We then remove the path from both the original image AND from the x_map. A visualization or two will be helpful here. We take our initial image and find the cost matrix and the path through that matrix. We then take our map of x coordinates and remove the path (highlighted in green) from both the original image and the map.

The map now contains a…map I suppose… of where the pixels were in the original image. In this case, we can see that the pixel that is currently in the first row, second column, came from the third column and so on. To keep track of our paths so that we can draw every removed path on the original image, we just need to add where the path is in the map. Then we can draw on the image easily.

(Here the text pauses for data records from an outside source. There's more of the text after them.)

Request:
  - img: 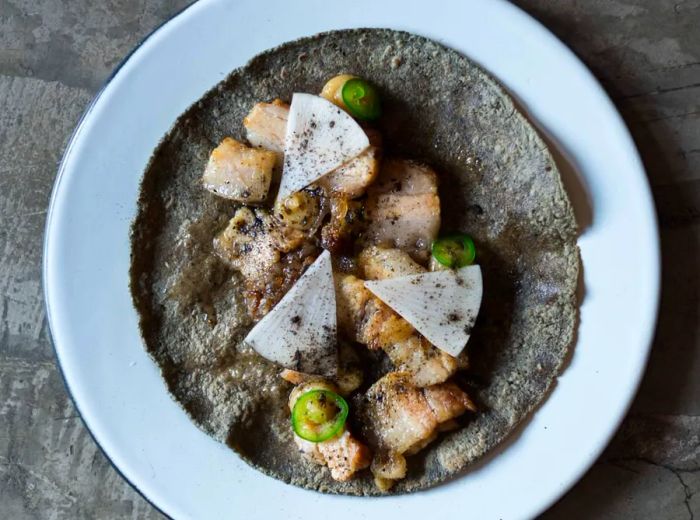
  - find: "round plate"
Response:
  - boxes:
[44,0,659,520]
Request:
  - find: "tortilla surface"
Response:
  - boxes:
[131,29,579,495]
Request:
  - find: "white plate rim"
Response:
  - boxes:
[43,0,660,514]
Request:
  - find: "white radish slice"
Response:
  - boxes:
[245,251,338,377]
[365,265,483,357]
[277,93,369,200]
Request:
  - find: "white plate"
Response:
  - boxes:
[44,0,659,520]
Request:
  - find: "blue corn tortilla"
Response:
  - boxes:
[130,29,579,495]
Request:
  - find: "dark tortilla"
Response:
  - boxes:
[131,30,579,495]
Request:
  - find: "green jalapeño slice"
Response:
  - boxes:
[341,78,382,121]
[292,390,349,442]
[431,233,476,268]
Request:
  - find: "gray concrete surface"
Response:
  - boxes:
[0,0,700,520]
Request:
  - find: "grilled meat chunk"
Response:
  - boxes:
[365,159,440,262]
[359,372,476,489]
[202,137,277,203]
[336,274,458,386]
[214,207,318,321]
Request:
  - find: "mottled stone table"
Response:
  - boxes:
[0,0,700,520]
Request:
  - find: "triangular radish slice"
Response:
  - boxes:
[277,93,369,200]
[365,265,483,356]
[245,251,338,377]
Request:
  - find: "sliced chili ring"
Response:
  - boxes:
[292,389,350,442]
[431,233,476,268]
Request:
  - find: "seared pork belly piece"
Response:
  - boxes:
[243,99,381,198]
[319,146,381,199]
[358,246,425,280]
[358,372,476,490]
[214,207,318,321]
[365,159,440,262]
[289,379,372,482]
[202,137,277,203]
[335,274,458,386]
[243,99,289,153]
[321,195,365,255]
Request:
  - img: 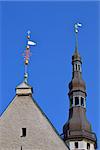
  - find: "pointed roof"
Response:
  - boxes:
[0,82,67,150]
[16,82,33,95]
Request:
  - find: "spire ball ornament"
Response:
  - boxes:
[74,23,82,33]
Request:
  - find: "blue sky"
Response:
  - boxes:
[0,1,100,149]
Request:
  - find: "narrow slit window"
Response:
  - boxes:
[78,65,80,71]
[81,97,84,106]
[76,64,77,71]
[70,99,73,106]
[75,142,78,148]
[75,97,79,106]
[21,128,26,137]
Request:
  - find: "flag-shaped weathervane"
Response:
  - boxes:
[24,31,36,83]
[74,23,82,49]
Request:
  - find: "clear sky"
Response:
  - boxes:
[0,1,100,149]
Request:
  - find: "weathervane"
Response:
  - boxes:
[74,23,82,49]
[24,31,36,83]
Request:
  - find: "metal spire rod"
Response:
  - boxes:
[24,31,36,83]
[74,23,82,49]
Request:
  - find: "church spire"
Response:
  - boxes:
[63,23,96,150]
[24,31,36,83]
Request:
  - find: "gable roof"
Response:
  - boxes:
[0,83,67,150]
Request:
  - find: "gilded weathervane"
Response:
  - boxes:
[74,23,82,49]
[24,31,36,83]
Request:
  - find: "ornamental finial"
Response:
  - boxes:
[74,23,82,50]
[24,31,36,83]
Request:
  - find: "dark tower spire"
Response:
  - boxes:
[63,23,96,150]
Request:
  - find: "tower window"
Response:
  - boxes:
[21,128,26,137]
[75,142,78,148]
[87,143,90,150]
[75,97,79,106]
[81,97,84,106]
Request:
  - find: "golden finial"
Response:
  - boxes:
[24,31,36,83]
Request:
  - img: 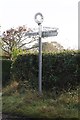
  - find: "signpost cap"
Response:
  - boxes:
[34,12,43,25]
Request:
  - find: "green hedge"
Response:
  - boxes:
[2,59,12,86]
[12,51,80,90]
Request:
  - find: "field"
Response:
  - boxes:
[2,82,80,118]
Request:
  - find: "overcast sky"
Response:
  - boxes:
[0,0,78,49]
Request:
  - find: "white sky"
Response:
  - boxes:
[0,0,78,49]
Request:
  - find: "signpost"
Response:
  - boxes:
[25,13,58,95]
[35,13,43,95]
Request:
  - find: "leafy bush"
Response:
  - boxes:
[2,59,12,86]
[12,51,80,90]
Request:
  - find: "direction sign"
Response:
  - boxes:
[25,29,58,38]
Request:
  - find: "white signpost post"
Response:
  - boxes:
[25,13,58,95]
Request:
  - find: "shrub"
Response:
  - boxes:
[2,59,12,86]
[12,51,80,90]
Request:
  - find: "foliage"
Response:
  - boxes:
[11,51,80,91]
[0,59,12,86]
[1,26,35,60]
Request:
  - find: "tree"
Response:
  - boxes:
[1,26,35,59]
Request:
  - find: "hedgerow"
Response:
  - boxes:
[0,59,12,86]
[11,51,80,90]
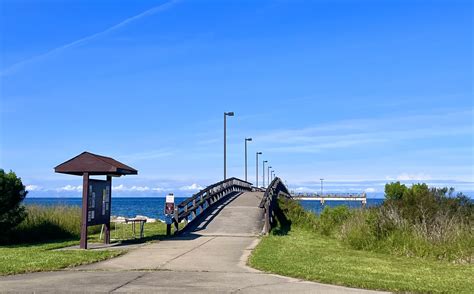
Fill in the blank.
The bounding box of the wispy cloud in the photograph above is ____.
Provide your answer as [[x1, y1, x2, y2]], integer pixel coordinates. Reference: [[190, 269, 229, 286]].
[[117, 149, 174, 161], [0, 0, 179, 76], [254, 110, 474, 153], [25, 185, 43, 191]]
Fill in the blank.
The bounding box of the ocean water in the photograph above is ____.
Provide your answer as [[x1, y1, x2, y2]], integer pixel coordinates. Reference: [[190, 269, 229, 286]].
[[24, 197, 383, 219]]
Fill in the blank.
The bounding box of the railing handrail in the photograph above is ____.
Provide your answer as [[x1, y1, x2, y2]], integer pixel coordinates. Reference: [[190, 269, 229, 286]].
[[173, 177, 252, 232], [178, 177, 252, 208]]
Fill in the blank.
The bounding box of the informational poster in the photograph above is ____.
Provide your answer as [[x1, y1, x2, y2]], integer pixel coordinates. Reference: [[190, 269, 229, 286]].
[[165, 194, 174, 215], [87, 180, 111, 226]]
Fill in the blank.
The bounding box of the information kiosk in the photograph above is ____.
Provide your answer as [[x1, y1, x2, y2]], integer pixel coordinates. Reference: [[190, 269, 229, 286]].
[[54, 152, 138, 249]]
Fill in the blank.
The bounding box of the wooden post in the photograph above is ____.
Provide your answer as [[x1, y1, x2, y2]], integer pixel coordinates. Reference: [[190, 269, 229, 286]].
[[174, 205, 179, 234], [104, 176, 112, 244], [79, 173, 89, 249]]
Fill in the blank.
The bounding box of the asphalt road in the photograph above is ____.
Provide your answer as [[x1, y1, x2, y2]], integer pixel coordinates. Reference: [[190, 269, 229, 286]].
[[0, 192, 386, 293]]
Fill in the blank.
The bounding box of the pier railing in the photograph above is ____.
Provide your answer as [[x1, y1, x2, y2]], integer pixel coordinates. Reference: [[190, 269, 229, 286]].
[[173, 178, 252, 234], [260, 177, 291, 234]]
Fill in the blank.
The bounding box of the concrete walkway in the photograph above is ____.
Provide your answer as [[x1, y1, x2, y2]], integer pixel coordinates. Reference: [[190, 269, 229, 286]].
[[0, 192, 386, 293]]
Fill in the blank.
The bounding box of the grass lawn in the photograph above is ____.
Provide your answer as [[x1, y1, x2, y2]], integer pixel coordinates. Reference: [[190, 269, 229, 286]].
[[0, 222, 178, 275], [249, 226, 474, 293], [0, 241, 124, 275]]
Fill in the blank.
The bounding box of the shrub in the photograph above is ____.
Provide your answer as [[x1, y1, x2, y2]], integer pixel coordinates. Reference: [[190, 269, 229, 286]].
[[0, 169, 27, 238]]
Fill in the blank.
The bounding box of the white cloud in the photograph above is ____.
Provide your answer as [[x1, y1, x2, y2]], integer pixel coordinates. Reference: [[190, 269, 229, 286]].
[[179, 184, 204, 191], [25, 185, 43, 191], [397, 173, 431, 181], [0, 0, 178, 76]]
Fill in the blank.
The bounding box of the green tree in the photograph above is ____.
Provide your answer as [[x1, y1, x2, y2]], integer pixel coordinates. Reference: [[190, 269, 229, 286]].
[[385, 182, 408, 200], [0, 169, 28, 233]]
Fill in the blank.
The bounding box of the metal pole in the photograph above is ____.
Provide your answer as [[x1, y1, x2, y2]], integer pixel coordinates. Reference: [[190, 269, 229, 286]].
[[267, 166, 272, 185], [245, 138, 252, 182], [255, 152, 262, 188], [224, 112, 227, 181], [320, 179, 324, 196], [224, 112, 234, 180], [79, 173, 89, 249], [262, 160, 268, 188], [245, 138, 247, 182]]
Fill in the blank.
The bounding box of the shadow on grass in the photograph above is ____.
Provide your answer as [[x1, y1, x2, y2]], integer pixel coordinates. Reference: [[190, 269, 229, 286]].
[[0, 221, 78, 247]]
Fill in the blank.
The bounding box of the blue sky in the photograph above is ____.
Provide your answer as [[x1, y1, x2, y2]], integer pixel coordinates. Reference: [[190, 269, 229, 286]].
[[0, 0, 474, 196]]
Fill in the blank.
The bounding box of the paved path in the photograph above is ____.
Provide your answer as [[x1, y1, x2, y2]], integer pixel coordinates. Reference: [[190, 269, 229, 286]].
[[0, 192, 386, 293]]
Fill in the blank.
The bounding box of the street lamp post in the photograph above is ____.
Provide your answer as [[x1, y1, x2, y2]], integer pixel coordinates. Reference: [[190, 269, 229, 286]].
[[245, 138, 252, 182], [267, 165, 272, 185], [255, 152, 262, 188], [224, 112, 234, 180], [320, 179, 324, 197], [262, 160, 268, 188]]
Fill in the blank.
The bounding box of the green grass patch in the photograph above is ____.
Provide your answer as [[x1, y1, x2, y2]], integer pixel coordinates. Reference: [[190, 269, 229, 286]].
[[0, 241, 124, 275], [249, 227, 474, 293], [0, 206, 183, 275], [249, 200, 474, 293]]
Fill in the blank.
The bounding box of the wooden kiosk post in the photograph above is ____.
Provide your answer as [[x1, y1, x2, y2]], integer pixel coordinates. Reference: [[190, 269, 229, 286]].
[[54, 152, 138, 249]]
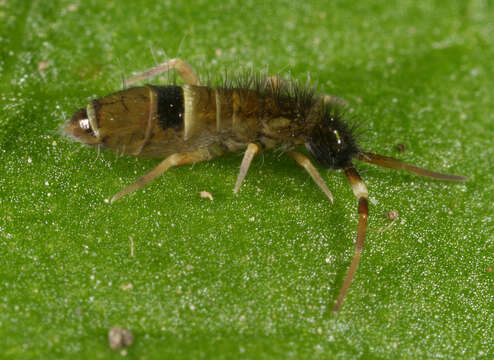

# This is done on every removal step
x_map = x_map[mask].reshape(h, w - 1)

# This is done once, at the end
out_image = image.copy()
for path in all_paths:
    out_image[(y, path)] = (0, 0, 255)

Now we can finally recreate the pictures from the paper:

The original on the left, the result on the right.

This image set reveals an important shortcoming of backward energy. The resulting image is not very realistic as the low energy paths have all gone through the left/right sides of the image and through the support pillar. Using forward energy, we can correct these issues:

And get a nice, more realistic result:

Expanding an Image

Expanding an image is, in principle, the same operation as reducing. We iterate through the original image, shrinking it by the same number of columns that wish to later expand the original by. As we remove columns, we keep track of what we’ve removed. Finally, we go back to the original image and add those seams back. We can make the results more realistic by adding a new seam that is the average of the pixels around it, instead of a direct copy. This creates a more uniform blending of the final image.

The tricky part here is keeping track of where the seams should go in the expanded image. It’s very easy to distort the image by messing up your x-coordinates here. We can update each seam as we add it, shifting it according to the seams we already have in our library:

current_x = all_paths[-1]
for path in all_paths:
    mask = path < current_x
    current_x[mask] += 1

Visualizing this process looks like this:

As you can see, the individual paths are not continuous in the newly expanded image, but they are continuous in the final image. We can see all added paths in a 150% expansion:

And there you have it! You can have quite a bit of fun with this algorithm. Applying it to something more complicated, like a face, produces a caricature effect where the algorithm removes the unimportant spaces (like your forehead) and leaves you with a carnival-esque drawing. You can also run the removal operation followed by the expand operation. This will tend to amplify important features but in a face will leave you looking like a distant, chubby relative.